Viscosity is the most important physical property of a lubricant as it affects its ability to flow to where it is needed and to stay where it is needed. Viscosity changes exponentially with temperature so it is essential to measure it at an agreed temperature. The SAE viscosity grade system used 100°C. The ISO viscosity grade system uses 40°C.
Terra Analytical reports Kinematic Viscosity in centistokes at 40 degrees Celcius.
If necessary we can test viscosity at 100°C or other temperatures as additional tests (not included in standard cost).
The reasons we use 40°C instead of 100°C are:
- The ISO viscosity grades are based around 40°C
- Most oil makers publish typical new V40 viscosity as well as V100
- Oil flows slower at cooler temperatures so the accuracy can be better for V40
- Contaminants such as water and fuel can boil vigorously at 100°C and give false results
There are many SAE multigrade oils that look the same at 100°C but we can tell them apart at 40°C. For example, a monograde SAE 40, a 15W40 and a 0W-40 could all have the same V100 as they are all SAE 40 oils which is defined at 100°C. However, at 40°C the difference becomes very obvious as the better multigrades have much lower V40 results (which is an indication that they are not going to be too thick to flow in cold temperature applications).

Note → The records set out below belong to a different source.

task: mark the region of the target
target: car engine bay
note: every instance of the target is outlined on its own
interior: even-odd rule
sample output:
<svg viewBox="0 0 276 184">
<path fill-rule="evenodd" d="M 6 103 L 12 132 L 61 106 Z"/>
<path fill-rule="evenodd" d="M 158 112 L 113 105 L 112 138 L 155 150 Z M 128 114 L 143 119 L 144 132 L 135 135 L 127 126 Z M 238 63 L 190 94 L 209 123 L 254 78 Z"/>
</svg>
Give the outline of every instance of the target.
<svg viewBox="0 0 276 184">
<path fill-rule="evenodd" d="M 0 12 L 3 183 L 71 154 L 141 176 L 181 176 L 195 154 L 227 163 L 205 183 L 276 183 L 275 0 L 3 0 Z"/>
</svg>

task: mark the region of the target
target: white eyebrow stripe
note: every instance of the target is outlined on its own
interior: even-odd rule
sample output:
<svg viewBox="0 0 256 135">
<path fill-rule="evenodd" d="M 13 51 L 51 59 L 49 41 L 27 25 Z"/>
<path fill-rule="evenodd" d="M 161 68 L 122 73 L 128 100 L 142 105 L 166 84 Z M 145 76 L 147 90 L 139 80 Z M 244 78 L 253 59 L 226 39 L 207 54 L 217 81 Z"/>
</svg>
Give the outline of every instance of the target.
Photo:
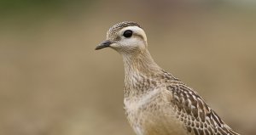
<svg viewBox="0 0 256 135">
<path fill-rule="evenodd" d="M 140 34 L 140 35 L 144 38 L 144 40 L 147 41 L 147 36 L 146 36 L 146 33 L 145 33 L 145 31 L 144 31 L 142 28 L 138 27 L 138 26 L 137 26 L 137 25 L 127 26 L 127 27 L 123 28 L 123 29 L 120 31 L 120 32 L 123 32 L 123 31 L 126 31 L 126 30 L 131 30 L 131 31 L 134 31 L 135 33 Z"/>
</svg>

Oils are sold in different viscosity grades to suit different temperatures, loads and speed conditions. The use of the wrong grade could cause failure, especially in extreme conditions. Some contaminants (such as soot and glycol) can cause oil to thicken excessively. Other contaminants (such as fuel or leaking hydraulic oil) can cause oil to thin excessively. Changes in viscosity can indicate serious problems. It is important to correctly identify the oil types and grades being used to allow accurate monitoring of viscosity changes.
Water is a common contaminant that can harm equipment. Typical sources of unwanted water can be:
- Condensation of moisture from the air
- Sea Water (Marine)
- Cooling system leaks
- Combustion gas - cylinder blowby
For most practical engineering purposes a small amount of water is inevitable and acceptable as long as it does not exceed 0.1% (1000 ppm).
For standard oil testing Terra Analytical reports H2O% which is the percentage of water estimated by the industry standard Hot Plate Crackle Test. This provides a good indication when the water content exceeds 0.1%.
Where it is critical to know the water content more accurately below 0.1% Terra Analytical reports H2Oppm which is water content in mg/kg (parts per million) by the ASTM D6304 Karl Fischer titration method.
Excessive fuel dilution in a diesel engine can result from leaking fuel injectors or pump failures. There is usually a small acceptable amount of fuel dilution in normally used engine oil. The various engine makers can have different levels of acceptable fuel dilution for certain engine types. There are also different methods of measuring fuel dilution that may give slightly different results.
Excess fuel dilution drops the viscosity and also drops the flash point of engine oil. Terra Analytical looks for both a significant drop in viscosity and flash point to provide an estimation of the fuel percentage. Where fuel dilution is detected this is reported as Fuel to the nearest percentage. This fuel percentage is derived from a flash point correlation based on NZ diesel.